4. Оба монолога, произносятся в залах дворца, где и стены имеют уши. При монологе «Быть или не быть» за стеной прячутся король и Полоний.
5. См. замечательное исследование: Caroline Е. Е. Spurgeon, Shakespeare's imagery and what it tells us, Cambridge, 1935, p. 316—317.
6. У Саксона Грамматика Амлет по возвращении из Англии попадает на справляемые по нем поминки, убивает перепившихся придворных, поджигает дворец, где гибнет его враг, после чего занимает трон.
7. Два примера. К. Маркс: «...Мы узнаем... старого крота, который умеет так быстро рыть под землей, этого славного минера — революцию» (К. Маркс и Ф. Энгельс, Сочинения, т. 12, стр. 4); А. Блок: «Ты роешься, подземный крот! Я слышу трудный, хриплый голос» («Ямбы»).
8. В оригинале спорное conscience — «совесть», «сознание» (понимание последствий поступка), «раздумье».
9. В оригинале еще наивнее: «Fye on't! О fyel 'tis an unweeded garden», дословно: «Фу, фу! Это неполотый огород».
10. «Harsh world» — грубый (жестокий, суровый, бесчувственный) мир.
11. И это не «честолюбие», как язвительно замечает придворный. Возражая ему, Гамлет восклицает: «О боже, я бы мог замкнуться в ореховой скорлупе и считать себя царем бесконечного пространства, если бы мне не снились дурные сны» (II, 2).
12. И эта гипербола не буффонная утрировка. Джульетта также восклицает: «Слово лишь «изгнание» убило сразу десять тысяч братьев» (III, 2).

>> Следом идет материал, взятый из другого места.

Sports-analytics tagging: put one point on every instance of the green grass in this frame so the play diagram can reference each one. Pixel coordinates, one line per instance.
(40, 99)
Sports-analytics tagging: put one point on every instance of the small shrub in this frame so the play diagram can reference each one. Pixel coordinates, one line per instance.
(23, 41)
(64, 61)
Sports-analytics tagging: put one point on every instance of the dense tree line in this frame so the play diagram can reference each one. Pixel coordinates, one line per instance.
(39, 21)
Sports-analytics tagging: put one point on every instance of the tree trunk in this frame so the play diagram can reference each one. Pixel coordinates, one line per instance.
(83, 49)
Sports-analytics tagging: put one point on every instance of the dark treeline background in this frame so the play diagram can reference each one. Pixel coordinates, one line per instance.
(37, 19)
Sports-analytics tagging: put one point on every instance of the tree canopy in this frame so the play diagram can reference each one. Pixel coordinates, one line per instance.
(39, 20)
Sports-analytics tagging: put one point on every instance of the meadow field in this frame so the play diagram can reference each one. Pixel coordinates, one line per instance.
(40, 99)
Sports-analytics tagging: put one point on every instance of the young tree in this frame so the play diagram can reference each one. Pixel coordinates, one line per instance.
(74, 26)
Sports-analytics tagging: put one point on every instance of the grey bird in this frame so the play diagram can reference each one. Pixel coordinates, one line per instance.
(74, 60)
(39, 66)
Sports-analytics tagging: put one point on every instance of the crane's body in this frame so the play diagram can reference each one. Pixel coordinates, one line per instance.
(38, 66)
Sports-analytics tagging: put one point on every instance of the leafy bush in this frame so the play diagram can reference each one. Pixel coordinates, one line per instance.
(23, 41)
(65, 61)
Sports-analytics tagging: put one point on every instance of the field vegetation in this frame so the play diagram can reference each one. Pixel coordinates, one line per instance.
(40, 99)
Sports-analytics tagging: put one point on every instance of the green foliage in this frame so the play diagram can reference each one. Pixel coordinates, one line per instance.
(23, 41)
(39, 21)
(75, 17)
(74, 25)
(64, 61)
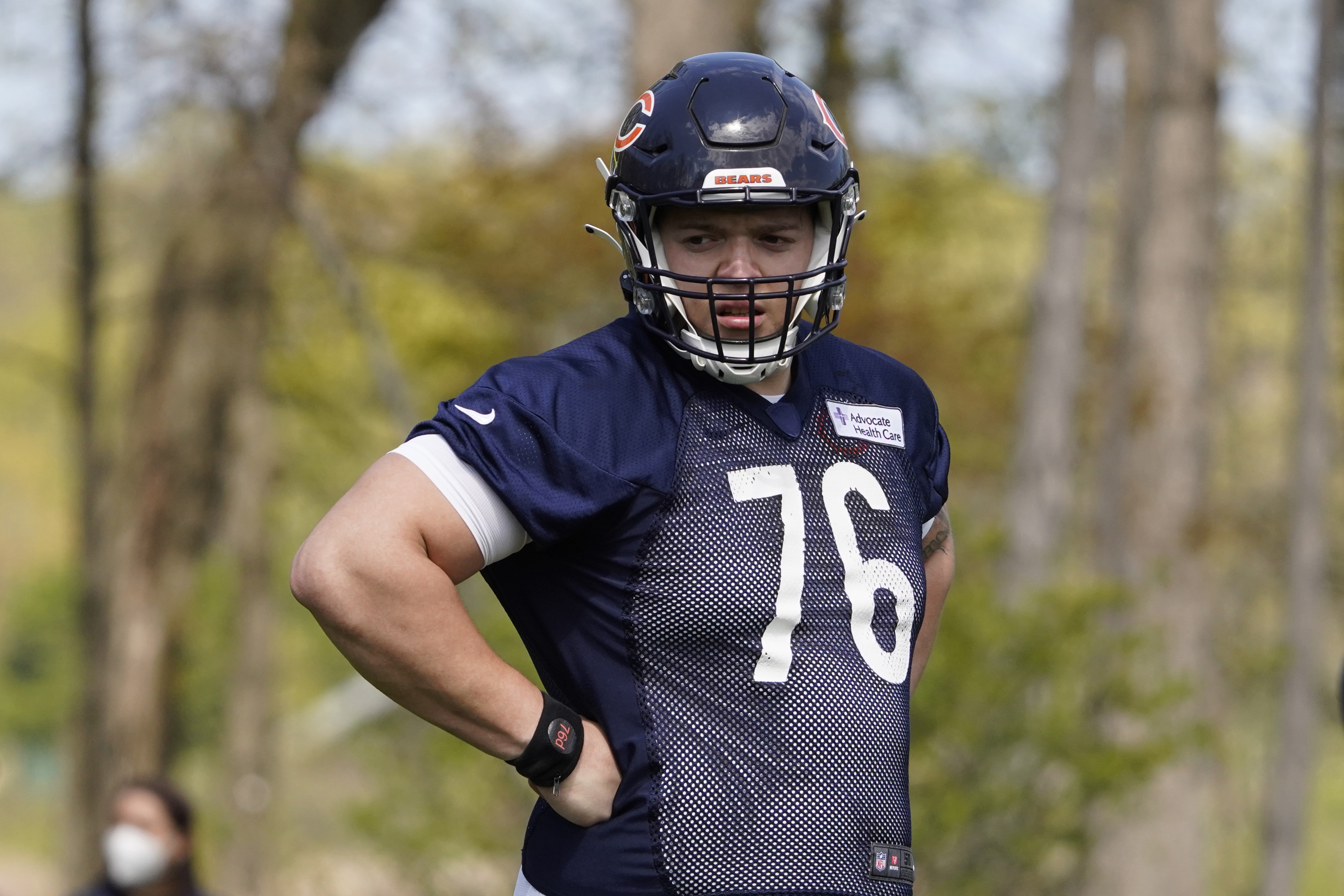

13. «...whilst this machine is to him» (II. 2).
14. Об этом ниже, в главе «Сюжет и социальный фон».
15. Об этом ниже, в главе «Трагически знающий актер».
16. Такого рода классификация затруднена хотя бы из-за отсутствия непреложных данных для окончательной датировки большинства поздних трагедий Шекспира. Согласно наиболее авторитетной датировке Э. — К. Чемберса, выдвинутой в 1930 г. и до сих пор в основном не поколебленной, обычно относят «Макбета» и «Короля Лира» к 1605/06, «Антония и Клеопатру» к 1606/07, «Кориолана» и «Тимона Афинского» к 1607/08 г. (двойной год — в соответствии с театральным сезоном), причем какая из трагедий, отнесенных к одному году, написана раньше, остается неясным.